Joy is very loosely based on the life of entrepreneur Joy Mangano, the woman who invented the Miracle Mop and other popular household products. Mangano herself is completely worthy of a biopic. We live in a world that so often undervalues the contributions of women, especially in the domestic sphere, that the mere acknowledgment of women such as Mangano is a breath of fresh air. She has made millions inventing products that make cleaning and organizing the home easier and more efficient, and she did it all as a single mother. Mangano is responsible for the most popular and highest selling products on the Home Shopping Channel and has built an impressive business that she continues to run.

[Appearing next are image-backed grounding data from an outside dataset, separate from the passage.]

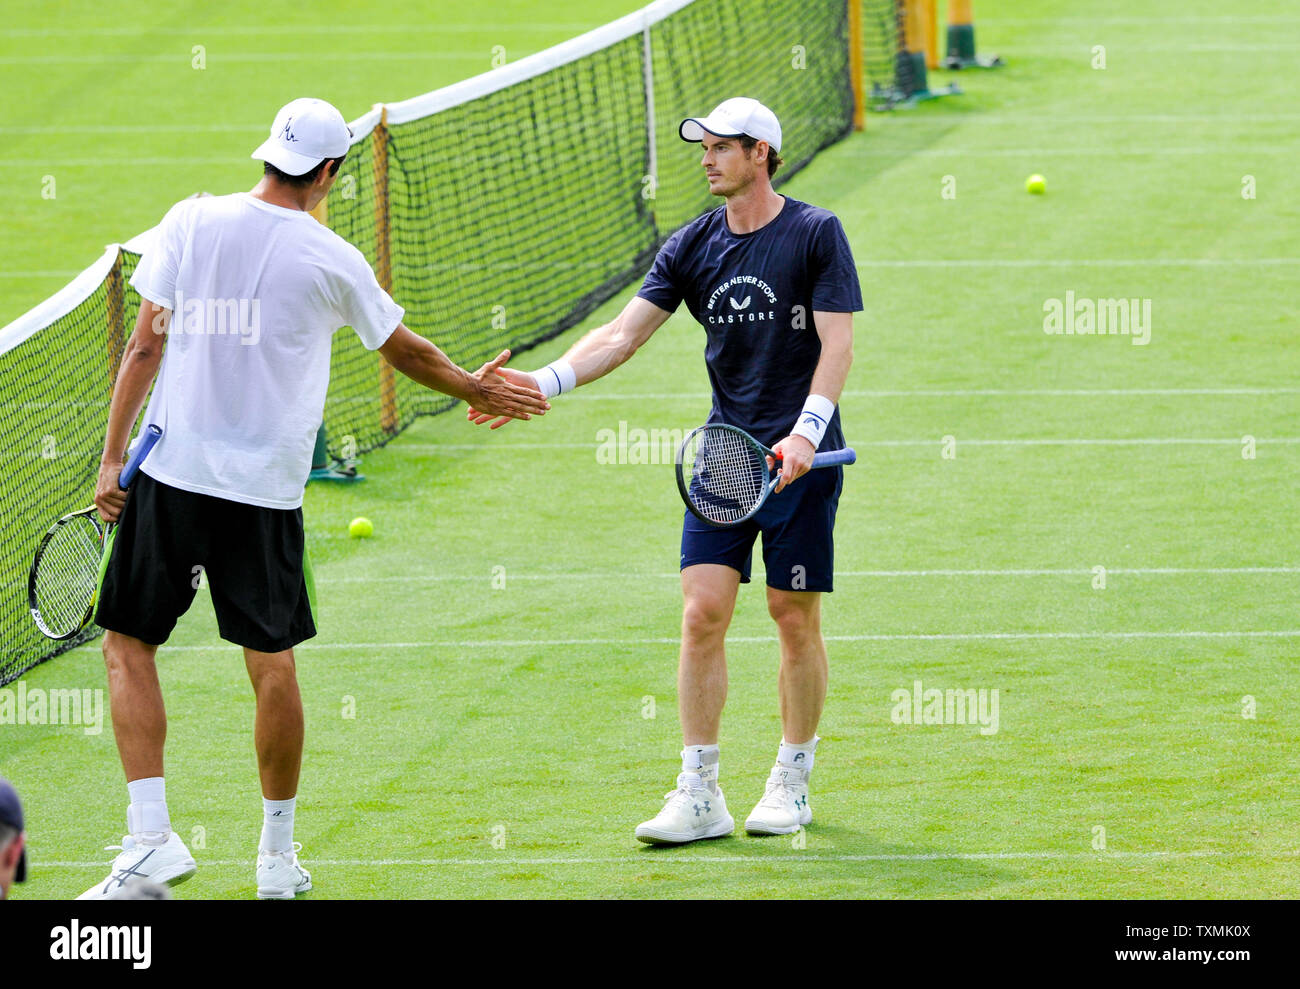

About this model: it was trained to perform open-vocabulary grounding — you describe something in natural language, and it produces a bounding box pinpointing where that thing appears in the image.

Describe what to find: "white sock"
[682,744,720,794]
[126,776,170,845]
[260,797,296,855]
[777,736,819,772]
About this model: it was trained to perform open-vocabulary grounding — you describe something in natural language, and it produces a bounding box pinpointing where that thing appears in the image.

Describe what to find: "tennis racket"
[675,423,856,528]
[28,424,163,640]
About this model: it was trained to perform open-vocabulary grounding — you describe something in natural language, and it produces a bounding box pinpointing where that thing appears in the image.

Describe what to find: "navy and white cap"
[252,98,352,176]
[679,97,782,152]
[0,778,25,884]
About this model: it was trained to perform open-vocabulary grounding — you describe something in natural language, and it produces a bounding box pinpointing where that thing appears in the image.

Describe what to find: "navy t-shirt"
[637,197,862,449]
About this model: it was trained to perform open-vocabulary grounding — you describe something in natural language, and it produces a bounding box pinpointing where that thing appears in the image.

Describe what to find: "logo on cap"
[279,118,298,143]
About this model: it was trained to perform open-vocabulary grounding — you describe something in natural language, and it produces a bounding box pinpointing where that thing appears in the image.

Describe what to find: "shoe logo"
[794,795,807,810]
[729,296,752,311]
[103,847,156,892]
[693,800,711,817]
[793,753,806,762]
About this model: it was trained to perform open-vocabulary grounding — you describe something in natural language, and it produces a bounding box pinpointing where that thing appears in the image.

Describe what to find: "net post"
[900,0,930,96]
[105,246,126,393]
[945,0,989,68]
[848,0,865,130]
[373,104,399,435]
[925,0,939,69]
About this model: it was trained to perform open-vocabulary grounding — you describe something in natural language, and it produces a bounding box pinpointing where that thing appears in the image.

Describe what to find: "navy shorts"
[94,472,317,652]
[680,465,842,592]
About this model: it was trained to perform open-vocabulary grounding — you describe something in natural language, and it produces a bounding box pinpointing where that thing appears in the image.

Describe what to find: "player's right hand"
[466,350,550,427]
[94,458,128,523]
[467,356,548,431]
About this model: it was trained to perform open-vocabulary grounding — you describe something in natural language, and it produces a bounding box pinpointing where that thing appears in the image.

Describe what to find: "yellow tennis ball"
[349,517,374,539]
[1026,174,1046,194]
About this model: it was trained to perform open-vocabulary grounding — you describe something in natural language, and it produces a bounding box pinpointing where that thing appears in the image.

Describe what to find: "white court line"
[5,388,1295,403]
[0,52,488,65]
[398,438,1300,450]
[856,147,1300,157]
[0,124,261,135]
[6,115,1300,136]
[315,567,1300,585]
[10,156,1300,170]
[0,271,84,278]
[151,631,1300,652]
[38,849,1299,868]
[0,23,593,38]
[894,114,1300,124]
[10,567,1284,595]
[979,15,1300,23]
[1015,44,1300,53]
[29,435,1297,455]
[853,258,1300,268]
[0,157,264,167]
[563,388,1300,399]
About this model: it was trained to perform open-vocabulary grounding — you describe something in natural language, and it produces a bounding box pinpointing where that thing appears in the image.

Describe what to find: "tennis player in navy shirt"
[469,97,862,843]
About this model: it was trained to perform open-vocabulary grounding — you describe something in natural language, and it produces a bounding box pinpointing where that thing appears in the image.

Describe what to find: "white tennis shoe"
[744,765,812,835]
[635,772,734,845]
[76,832,196,899]
[256,842,312,899]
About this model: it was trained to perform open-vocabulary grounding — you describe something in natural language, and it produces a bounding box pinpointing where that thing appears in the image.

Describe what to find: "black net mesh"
[321,129,387,454]
[650,0,854,233]
[378,34,657,453]
[861,0,913,106]
[0,252,144,684]
[1,0,868,685]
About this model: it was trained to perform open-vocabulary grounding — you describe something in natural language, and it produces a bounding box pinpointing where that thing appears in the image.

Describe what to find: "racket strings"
[686,428,770,524]
[33,516,103,635]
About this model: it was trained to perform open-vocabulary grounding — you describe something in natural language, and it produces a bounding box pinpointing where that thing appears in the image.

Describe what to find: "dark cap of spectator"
[0,779,26,883]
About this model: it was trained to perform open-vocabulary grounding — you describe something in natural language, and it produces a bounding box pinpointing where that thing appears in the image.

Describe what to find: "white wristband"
[529,359,576,399]
[790,394,836,450]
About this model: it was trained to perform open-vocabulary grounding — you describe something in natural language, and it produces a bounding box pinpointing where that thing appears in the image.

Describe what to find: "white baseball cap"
[251,98,352,176]
[679,97,782,152]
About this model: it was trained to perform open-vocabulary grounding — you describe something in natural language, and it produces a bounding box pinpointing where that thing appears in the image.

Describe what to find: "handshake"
[463,350,556,430]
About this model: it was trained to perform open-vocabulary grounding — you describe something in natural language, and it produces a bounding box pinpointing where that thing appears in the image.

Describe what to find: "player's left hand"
[768,435,815,493]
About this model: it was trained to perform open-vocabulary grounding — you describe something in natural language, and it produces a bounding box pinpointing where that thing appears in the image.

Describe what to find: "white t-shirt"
[129,193,403,509]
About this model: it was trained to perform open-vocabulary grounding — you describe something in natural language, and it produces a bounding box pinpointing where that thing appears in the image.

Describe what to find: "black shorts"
[95,472,317,652]
[679,464,842,592]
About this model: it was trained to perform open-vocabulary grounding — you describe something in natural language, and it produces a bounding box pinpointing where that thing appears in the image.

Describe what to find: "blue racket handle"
[118,425,163,490]
[811,447,856,468]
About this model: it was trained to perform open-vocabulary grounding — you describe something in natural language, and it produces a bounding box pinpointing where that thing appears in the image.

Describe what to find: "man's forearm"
[101,339,164,466]
[532,296,672,395]
[391,340,476,403]
[808,340,852,405]
[784,314,854,453]
[561,319,642,386]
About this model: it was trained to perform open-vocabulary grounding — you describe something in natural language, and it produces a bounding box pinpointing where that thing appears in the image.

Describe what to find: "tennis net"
[1,0,882,685]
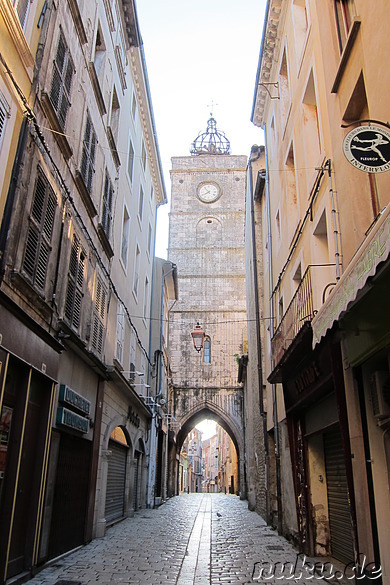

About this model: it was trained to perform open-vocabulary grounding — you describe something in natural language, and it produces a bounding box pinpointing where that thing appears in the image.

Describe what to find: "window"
[64,234,86,330]
[275,209,281,240]
[121,206,130,266]
[127,139,134,183]
[13,0,29,30]
[141,141,147,171]
[278,296,284,324]
[334,0,356,53]
[92,276,107,355]
[292,0,309,61]
[23,171,57,291]
[50,29,74,130]
[269,116,276,153]
[129,331,136,381]
[0,93,10,152]
[80,113,97,193]
[143,277,149,320]
[101,171,113,239]
[109,86,120,144]
[147,223,153,257]
[302,70,321,176]
[285,142,299,238]
[116,303,125,364]
[138,185,144,221]
[204,337,211,364]
[133,245,140,297]
[292,263,302,290]
[313,209,330,264]
[343,72,368,122]
[279,48,290,129]
[131,91,137,120]
[93,24,106,83]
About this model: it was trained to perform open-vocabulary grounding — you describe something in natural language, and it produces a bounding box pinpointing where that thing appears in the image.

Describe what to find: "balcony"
[271,265,336,366]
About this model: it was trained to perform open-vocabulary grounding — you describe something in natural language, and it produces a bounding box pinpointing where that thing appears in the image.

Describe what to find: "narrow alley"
[23,494,351,585]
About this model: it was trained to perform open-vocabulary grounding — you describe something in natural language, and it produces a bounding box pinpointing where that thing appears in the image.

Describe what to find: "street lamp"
[191,322,205,352]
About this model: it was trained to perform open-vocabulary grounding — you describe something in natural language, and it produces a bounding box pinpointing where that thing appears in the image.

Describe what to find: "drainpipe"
[248,146,269,514]
[264,124,283,534]
[147,261,176,506]
[325,159,342,280]
[160,262,177,501]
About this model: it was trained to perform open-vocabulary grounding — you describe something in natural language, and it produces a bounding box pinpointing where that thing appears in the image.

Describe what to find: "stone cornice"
[129,46,166,206]
[0,0,34,76]
[251,0,283,128]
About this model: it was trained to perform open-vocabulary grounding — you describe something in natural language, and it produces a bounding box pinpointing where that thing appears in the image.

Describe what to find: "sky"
[136,0,267,258]
[196,419,217,441]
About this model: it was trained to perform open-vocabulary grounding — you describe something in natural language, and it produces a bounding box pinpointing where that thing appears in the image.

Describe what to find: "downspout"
[325,159,342,280]
[248,146,269,515]
[264,123,283,534]
[148,261,176,505]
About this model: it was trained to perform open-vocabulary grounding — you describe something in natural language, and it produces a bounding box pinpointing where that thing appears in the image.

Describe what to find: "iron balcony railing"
[271,265,336,366]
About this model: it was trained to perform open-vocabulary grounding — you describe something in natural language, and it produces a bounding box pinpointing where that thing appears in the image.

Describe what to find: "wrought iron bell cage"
[190,115,231,156]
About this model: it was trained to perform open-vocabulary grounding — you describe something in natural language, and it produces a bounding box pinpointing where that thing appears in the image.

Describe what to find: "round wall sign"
[343,125,390,173]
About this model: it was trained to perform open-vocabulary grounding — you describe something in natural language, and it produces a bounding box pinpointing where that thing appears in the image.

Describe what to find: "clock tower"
[167,116,248,496]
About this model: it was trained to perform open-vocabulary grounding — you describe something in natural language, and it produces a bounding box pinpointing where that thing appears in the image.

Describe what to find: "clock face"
[198,182,221,203]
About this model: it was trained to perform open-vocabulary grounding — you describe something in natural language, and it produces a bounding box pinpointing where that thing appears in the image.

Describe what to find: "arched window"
[204,336,211,364]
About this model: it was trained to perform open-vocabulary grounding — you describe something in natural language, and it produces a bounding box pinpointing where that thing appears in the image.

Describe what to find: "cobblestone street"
[24,494,346,585]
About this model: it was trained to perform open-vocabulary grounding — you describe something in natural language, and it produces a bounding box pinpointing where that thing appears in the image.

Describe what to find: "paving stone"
[24,494,340,585]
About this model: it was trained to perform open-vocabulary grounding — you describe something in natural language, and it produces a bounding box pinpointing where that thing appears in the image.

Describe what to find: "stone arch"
[171,401,246,499]
[176,405,243,457]
[135,436,146,454]
[196,216,222,248]
[103,416,133,452]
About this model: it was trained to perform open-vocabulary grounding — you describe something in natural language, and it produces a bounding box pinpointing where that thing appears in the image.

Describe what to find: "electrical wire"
[0,52,153,367]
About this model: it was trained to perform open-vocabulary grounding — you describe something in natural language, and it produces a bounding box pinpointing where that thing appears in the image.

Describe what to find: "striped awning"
[312,203,390,347]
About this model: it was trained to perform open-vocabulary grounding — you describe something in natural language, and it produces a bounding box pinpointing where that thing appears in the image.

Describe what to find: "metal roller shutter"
[105,440,127,523]
[133,453,140,511]
[324,429,354,564]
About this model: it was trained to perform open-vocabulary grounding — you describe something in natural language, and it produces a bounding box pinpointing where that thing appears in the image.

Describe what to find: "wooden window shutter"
[0,103,6,145]
[81,114,96,193]
[102,173,113,237]
[13,0,29,29]
[92,276,107,355]
[22,172,57,291]
[50,30,74,130]
[64,234,85,330]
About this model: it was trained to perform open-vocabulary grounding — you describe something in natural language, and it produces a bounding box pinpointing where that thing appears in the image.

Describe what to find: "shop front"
[0,304,60,585]
[312,206,390,580]
[269,325,357,564]
[94,372,152,538]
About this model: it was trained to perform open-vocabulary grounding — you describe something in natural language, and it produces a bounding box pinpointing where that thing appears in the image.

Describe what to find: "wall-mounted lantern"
[191,322,205,352]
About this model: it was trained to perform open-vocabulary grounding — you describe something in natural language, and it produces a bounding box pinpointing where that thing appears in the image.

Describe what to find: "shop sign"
[294,362,321,394]
[56,407,89,433]
[127,406,140,427]
[343,125,390,173]
[59,384,90,416]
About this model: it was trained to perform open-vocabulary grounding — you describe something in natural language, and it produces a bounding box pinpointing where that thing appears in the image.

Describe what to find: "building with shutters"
[0,0,166,582]
[0,0,44,225]
[250,0,390,577]
[148,257,178,507]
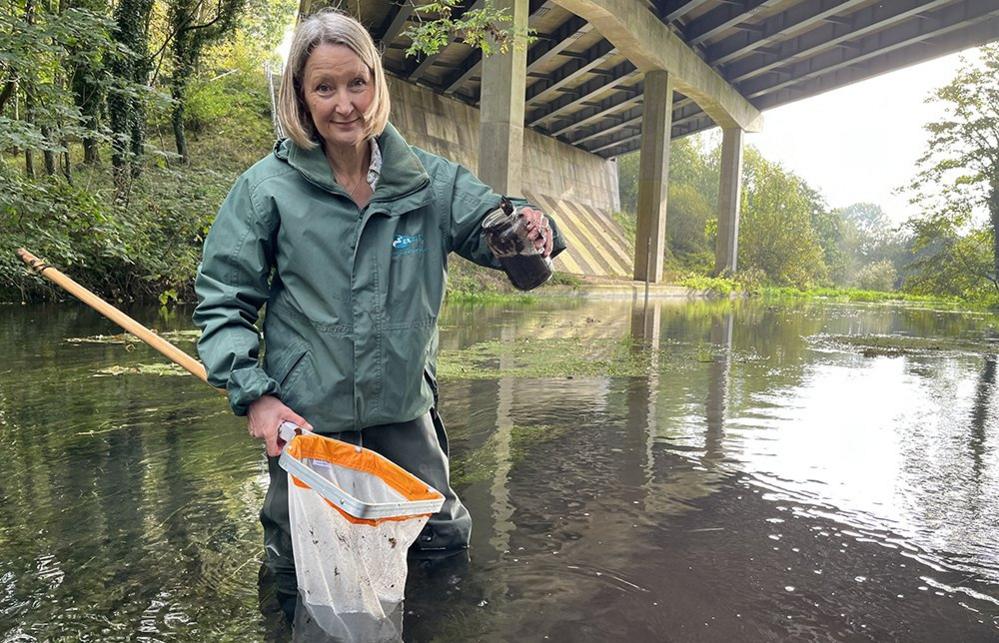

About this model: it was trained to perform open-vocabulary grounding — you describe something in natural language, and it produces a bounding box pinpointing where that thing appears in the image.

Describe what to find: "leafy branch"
[402,0,535,58]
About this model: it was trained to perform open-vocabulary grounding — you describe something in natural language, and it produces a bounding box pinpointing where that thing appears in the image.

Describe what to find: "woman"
[193,9,565,614]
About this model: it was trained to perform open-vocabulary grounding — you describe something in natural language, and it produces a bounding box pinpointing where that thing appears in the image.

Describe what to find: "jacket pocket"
[380,321,435,419]
[280,349,311,390]
[267,340,314,403]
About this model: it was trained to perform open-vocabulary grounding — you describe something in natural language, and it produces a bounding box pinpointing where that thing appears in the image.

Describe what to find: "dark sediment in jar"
[499,254,551,291]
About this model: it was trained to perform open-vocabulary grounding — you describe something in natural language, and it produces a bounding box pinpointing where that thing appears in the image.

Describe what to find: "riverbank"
[450,263,999,311]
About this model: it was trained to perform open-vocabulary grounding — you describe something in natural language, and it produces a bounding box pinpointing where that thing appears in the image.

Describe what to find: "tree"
[403,0,528,58]
[68,0,110,164]
[666,182,711,262]
[904,207,993,297]
[1,0,112,173]
[738,147,827,287]
[107,0,155,189]
[166,0,246,163]
[907,44,999,292]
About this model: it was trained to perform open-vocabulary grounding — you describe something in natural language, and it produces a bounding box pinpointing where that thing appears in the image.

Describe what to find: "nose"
[333,93,353,116]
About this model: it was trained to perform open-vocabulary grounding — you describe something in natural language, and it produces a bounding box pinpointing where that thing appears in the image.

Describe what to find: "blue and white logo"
[392,233,425,256]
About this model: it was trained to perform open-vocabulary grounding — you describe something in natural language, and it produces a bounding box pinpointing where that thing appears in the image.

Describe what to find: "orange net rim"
[285,433,444,527]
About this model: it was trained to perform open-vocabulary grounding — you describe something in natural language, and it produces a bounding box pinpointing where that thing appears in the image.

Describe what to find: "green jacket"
[194,123,565,432]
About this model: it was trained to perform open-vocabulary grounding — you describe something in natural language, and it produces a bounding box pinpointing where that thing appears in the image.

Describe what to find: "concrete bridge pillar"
[714,127,744,274]
[478,0,529,196]
[633,70,673,283]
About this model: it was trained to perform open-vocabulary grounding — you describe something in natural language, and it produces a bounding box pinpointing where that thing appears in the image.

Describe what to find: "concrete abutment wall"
[387,76,632,278]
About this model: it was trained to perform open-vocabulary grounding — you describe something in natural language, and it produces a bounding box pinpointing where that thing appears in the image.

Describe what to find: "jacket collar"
[276,123,429,204]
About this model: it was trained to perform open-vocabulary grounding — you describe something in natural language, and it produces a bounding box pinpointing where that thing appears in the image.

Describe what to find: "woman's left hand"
[519,206,554,257]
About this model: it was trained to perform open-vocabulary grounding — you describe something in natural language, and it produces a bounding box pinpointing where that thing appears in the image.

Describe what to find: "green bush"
[854,259,897,292]
[679,273,739,297]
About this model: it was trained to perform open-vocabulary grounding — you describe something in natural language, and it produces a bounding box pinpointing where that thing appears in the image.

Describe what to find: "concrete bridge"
[301,0,999,282]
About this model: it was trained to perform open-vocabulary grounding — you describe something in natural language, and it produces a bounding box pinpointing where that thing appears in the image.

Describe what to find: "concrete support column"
[633,70,673,283]
[478,0,528,196]
[714,127,744,274]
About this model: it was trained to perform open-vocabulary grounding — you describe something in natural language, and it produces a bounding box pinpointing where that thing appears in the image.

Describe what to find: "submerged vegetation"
[818,333,993,358]
[438,336,653,380]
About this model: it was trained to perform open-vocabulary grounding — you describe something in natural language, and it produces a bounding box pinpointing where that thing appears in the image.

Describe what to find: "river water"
[1,297,997,641]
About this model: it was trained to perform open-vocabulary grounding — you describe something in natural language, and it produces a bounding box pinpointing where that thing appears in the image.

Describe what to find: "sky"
[738,47,983,225]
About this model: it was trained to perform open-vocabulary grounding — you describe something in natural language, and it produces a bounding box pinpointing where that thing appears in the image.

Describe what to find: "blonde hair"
[278,9,390,149]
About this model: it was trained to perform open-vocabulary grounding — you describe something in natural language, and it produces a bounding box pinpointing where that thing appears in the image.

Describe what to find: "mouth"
[332,117,361,126]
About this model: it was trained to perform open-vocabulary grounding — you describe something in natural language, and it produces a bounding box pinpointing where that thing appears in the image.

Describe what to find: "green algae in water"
[66,333,133,345]
[451,424,569,487]
[820,334,986,357]
[67,330,200,345]
[438,336,655,380]
[95,363,189,377]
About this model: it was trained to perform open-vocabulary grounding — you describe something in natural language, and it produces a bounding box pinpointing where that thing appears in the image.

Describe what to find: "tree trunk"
[24,149,35,179]
[42,126,56,175]
[24,84,36,178]
[109,0,154,185]
[61,141,72,182]
[71,4,103,166]
[129,104,144,178]
[171,61,190,163]
[990,176,999,289]
[172,101,189,163]
[0,81,14,114]
[23,0,37,179]
[83,138,99,164]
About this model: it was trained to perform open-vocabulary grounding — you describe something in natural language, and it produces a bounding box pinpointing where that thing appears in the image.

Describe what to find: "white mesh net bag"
[277,424,445,642]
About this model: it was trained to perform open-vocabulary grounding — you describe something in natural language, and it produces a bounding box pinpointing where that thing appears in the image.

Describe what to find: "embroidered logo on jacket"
[392,233,426,256]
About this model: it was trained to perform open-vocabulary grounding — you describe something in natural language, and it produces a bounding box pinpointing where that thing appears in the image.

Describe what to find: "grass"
[757,285,996,310]
[445,254,582,303]
[678,273,741,297]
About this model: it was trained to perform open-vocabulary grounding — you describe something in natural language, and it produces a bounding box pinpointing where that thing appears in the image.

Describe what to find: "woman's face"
[301,43,374,151]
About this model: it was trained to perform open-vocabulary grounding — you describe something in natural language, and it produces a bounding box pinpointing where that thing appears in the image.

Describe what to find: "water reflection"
[1,299,998,640]
[969,353,995,480]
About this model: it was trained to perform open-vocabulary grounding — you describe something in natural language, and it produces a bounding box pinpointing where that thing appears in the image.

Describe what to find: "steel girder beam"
[705,0,869,67]
[377,4,415,45]
[528,61,637,126]
[524,38,617,106]
[552,0,762,131]
[740,1,999,100]
[749,12,999,108]
[684,0,785,47]
[723,0,954,84]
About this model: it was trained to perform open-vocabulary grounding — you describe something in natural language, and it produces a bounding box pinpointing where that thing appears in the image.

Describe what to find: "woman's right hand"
[247,394,313,456]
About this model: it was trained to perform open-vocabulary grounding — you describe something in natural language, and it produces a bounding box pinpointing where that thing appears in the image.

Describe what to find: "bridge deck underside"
[353,0,999,159]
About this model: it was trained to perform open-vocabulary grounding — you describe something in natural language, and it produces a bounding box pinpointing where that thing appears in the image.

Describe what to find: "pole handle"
[17,248,222,394]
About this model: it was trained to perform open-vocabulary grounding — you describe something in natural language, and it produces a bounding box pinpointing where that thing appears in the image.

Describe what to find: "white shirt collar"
[367,138,382,191]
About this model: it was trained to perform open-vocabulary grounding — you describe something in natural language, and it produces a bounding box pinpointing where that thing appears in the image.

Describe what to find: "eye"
[350,77,367,88]
[315,82,332,93]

Biopics have always played fast and loose with the truths of their subjects’ lives, but filmmaker David O. Russell has gone beyond the usual dramatization of reality associated with the genre. As a result, the work that Joy put into building her products and company never gets credit. The Joy of the film skips college to support her parents through their divorce, while the real one has a business degree from Pace University. In the film, Joy marries an unsuccessful singer, whereas in real life she married a businessman she met at school. The film goes out of its way to domesticate Joy and paint her accomplishments as more luck than hard work or ability. She is yet another uneducated housewife: smart and hardworking, but, as we are constantly reminded, with no business experience or acumen.
Instead of framing Joy as the story of a successful woman, Russell tries to create a generational tale of four women and their relationship to one another. This never quite comes to fruition, however, as the film quickly turns to the dysfunction of Joy’s family. Our matriarch narrator is quickly dispatched in favour of Robert De Niro’s over-the-top father, and Joy’s mother and daughter take a backseat to Joy and her mop. It is the family life that takes the bulk of the film, not Joy’s work as an inventor, and her life is constantly being juxtaposed with clips from a truly terrible soap opera. (This appears to be an attempt to add humour to the proceedings, but it distracts from whatever it is Russell is trying to do here.)
The character of Joy is strong-willed, but her family’s constant rhetoric about her lack of talent or experience dominates the impression of her. She has been reduced to the everywoman in the worst possible way. She’s becomes so un-extraordinary that she is reduced to a passive viewer of her own life and accomplishments. Things happen to her, but she doesn’t drive them, even though she is at the centre of the film.
Part of this is the result of casting Jennifer Lawrence. She is, once again, playing the role of a woman at least ten years her senior and she can’t quite handle it. An older actress might have been able to cut through the script’s attempts to domesticate and undermine Joy, but Lawrence isn’t quite up to the task. She remains, however, the most watchable part of the film. De Niro is manic and unfocused and the other actors, particularly Bradley Cooper, just seem bored. They all appear to be attempting to mirror the soaps that Joy’s mother (Virginia Madsen) spends her life watching, and come off just as stilted and mannered.
The direction is sloppy, as is the script, jumping between offbeat comedy and Douglas Sirk melodrama, but never managing to get either right. Everything just keeps happening, with no rhyme or reason. The actors sleepwalk, and reality is amplified to heights that make it impossible to suspend disbelief, but not high enough to take us into another world.
In the end, it’s impossible to attribute any of Joy’s success to anything other than dumb luck. Instead the message of Joy is, if you want to be successful, you must sacrifice and suffer and if you are very, very lucky, all your dreams will come true.